Son corps a été retrouvé vendredi dans une cour d'immeuble. Un jeune homme de 23 ans, a été assassiné dans la nuit de jeudi à vendredi à Volgograd, ville du sud de la Russie, parce qu'il était homosexuel, a expliqué le journal russe Novaya Gazeta. Un crime qui relance le débat sur l'homophobie dans un pays qui a voté en mars une loi condamnant à payer une amende toute personne commettant "un acte public de promotion de l'homosexualité à l'adresse de mineurs".

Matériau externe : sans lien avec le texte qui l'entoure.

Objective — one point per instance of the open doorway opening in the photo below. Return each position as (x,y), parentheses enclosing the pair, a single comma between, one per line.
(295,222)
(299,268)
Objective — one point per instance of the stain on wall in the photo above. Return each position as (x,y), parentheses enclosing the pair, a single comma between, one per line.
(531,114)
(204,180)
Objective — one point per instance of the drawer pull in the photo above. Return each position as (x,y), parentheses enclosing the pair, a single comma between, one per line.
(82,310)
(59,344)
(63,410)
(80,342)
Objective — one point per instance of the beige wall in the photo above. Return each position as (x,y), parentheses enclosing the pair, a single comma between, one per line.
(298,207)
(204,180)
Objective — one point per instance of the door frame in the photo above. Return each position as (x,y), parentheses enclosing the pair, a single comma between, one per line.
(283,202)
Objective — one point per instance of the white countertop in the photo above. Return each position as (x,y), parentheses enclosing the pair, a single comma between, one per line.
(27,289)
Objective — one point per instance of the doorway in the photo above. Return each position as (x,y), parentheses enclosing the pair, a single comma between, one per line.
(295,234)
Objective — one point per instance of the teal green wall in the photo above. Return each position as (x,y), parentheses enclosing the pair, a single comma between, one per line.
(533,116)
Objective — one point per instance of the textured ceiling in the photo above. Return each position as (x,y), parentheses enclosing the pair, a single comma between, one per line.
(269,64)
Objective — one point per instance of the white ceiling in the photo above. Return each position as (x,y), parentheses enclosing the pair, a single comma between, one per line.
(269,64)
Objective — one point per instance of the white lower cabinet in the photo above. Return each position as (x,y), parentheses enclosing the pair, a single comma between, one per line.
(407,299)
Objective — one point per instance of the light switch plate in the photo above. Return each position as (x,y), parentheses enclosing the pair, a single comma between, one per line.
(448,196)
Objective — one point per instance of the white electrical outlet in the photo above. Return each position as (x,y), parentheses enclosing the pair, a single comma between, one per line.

Des blessures sur les parties génitales

La victime présentait de nombreuses blessures sur le corps et notamment aux parties génitales. Un homme de 22 ans, présenté comme une connaissance de la victime, et un ancien détenu de 27 ans ont été arrêtés pour meurtre. Alors qu'ils buvaient tous les trois, les deux suspects ont tabassé le jeune homme après qu'il a admis être homosexuel, a expliqué l'un des enquêteurs.

Les sévices subis par la victime sont particulièrement atroces. Selon le site d'informations 360 Degrés, elle a été retrouvée nue, le crâne fracassé et trois bouteilles de bière auraient été introduites dans son rectum. Encore vue comme anormale par une majorité de Russes, l'homosexualité était interdite jusqu'en 1993 et officiellement considérée comme une maladie mentale jusqu'en 1999. Mais cette dépénalisation n'a pas pour autant changé les mentalités. Pour le militant des droits des homosexuels, Nikolai Alexeïev, la loi interdisant "la propagande homosexuelle" aurait engendré une multiplication des agressions homophobes en Russie.

Selon un sondage du centre Levada, organisation non-gouvernementale russe, publié en mars, la moitié des Russes se disent "dégoûtés ou effrayés" par les homosexuel, tandis que 18% sont "réservés" à leur égard. Pour 34%, l'homosexualité est une "maladie à soigner", pour 23% elle est le "résultat d'une mauvaise éducation", ou encore d'un "détournement" pour 17% des Russes interrogés.